Проснулся – ничего не пойму. Свет дымный столп в окно тянет. Горит лампадка, слышу стук в перегородку. Захожу:
– Благословите, батюшка.
Благословил он и говорит:
– Собирайся в путь. Господь благословляет тебя к «Троице», к преподобному Сергию.
И вот я в Сергиевом Посаде. Подхожу к Лавре и с изумлением узнаю виденную во сне икону.
Поселился я, как обычно, в гостинице. Слышу, все толкуют о каком-то старце Варнаве. Я интересуюсь. Они: «Иди в Гефсиманский скит, сам увидишь». Иду. Народу, как в Оптиной и даже больше, всем старец нужен. Ну, думаю, где мне попасть. А он, человек Божий, вышел на крылечко и кричит:
– Где тут лаврский монах? Поди сюда скорей!
Никто не откликается. Я сам озираюсь: и впрямь, никого в подряснике нет. А батюшка спустился с лесенки и всё своё:
– Дайте же пройти лаврскому монаху.
Пробрался сквозь толпу прямо ко мне, взял за руку.

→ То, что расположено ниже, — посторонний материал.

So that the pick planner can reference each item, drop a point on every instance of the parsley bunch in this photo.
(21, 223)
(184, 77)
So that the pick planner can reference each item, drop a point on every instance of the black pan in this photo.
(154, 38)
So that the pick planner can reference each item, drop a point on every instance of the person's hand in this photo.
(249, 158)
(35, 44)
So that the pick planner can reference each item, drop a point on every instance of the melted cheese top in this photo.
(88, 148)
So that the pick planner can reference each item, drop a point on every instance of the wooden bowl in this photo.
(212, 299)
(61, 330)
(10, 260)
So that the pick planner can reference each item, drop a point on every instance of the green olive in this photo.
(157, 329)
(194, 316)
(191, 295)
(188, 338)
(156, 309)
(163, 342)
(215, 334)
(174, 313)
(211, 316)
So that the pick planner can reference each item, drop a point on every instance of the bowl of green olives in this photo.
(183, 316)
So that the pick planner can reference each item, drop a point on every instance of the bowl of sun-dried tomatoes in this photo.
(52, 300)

– Ты, разве, не слышишь, что тебя зовут?
– Я, батюшка, не лаврский монах, я из Белых Берегов.
– Знаю, что там жил, а теперь здесь будешь.

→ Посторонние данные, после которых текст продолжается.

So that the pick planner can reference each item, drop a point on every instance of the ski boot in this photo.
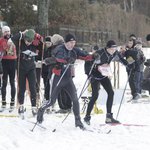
(34, 111)
(78, 123)
(11, 106)
(40, 114)
(87, 119)
(3, 107)
(110, 119)
(21, 111)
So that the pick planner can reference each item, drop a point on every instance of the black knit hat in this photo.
(29, 35)
(111, 44)
(48, 39)
(148, 37)
(69, 37)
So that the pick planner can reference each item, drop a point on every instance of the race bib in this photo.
(105, 70)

Ввел в келью, побеседовал со мной.
– Живи у преподобного, да меня, убогого, не забывай.
– А если меня не возьмут?
– Как так? Они уже тебя возле ворот дожидаются. Иди.
Пошёл я к воротам: действительно, игумен с двумя монастырскими монахами ждут кого-то. Подошёл к ним под благословение, так, мол, и так.
И приняли, конечно.
3
С того дня началось моё сораспятие. Почти ни от кого не находил я сочувствия, ни с кем не сходился.
Начал, было, молиться, но чётки отобрали: «Ты ещё не монах».
Направили в хлебную. Выпекать приходилось до 10 пудов. Так уставал, что спал прямо тут, на лавке, не раздеваясь. Вскоре поступил к нам в хлебную послушник Фёдор из Киева. И, надо сказать, оказался горьким пьяницей и преступником. Напьётся, бывало, идёт по двору и ругается. Братия: «Смотри, твой хлебный послушник кругами ходит, отведи его в келью, пока начальство не видит». С трудом дотащил я его до кельи.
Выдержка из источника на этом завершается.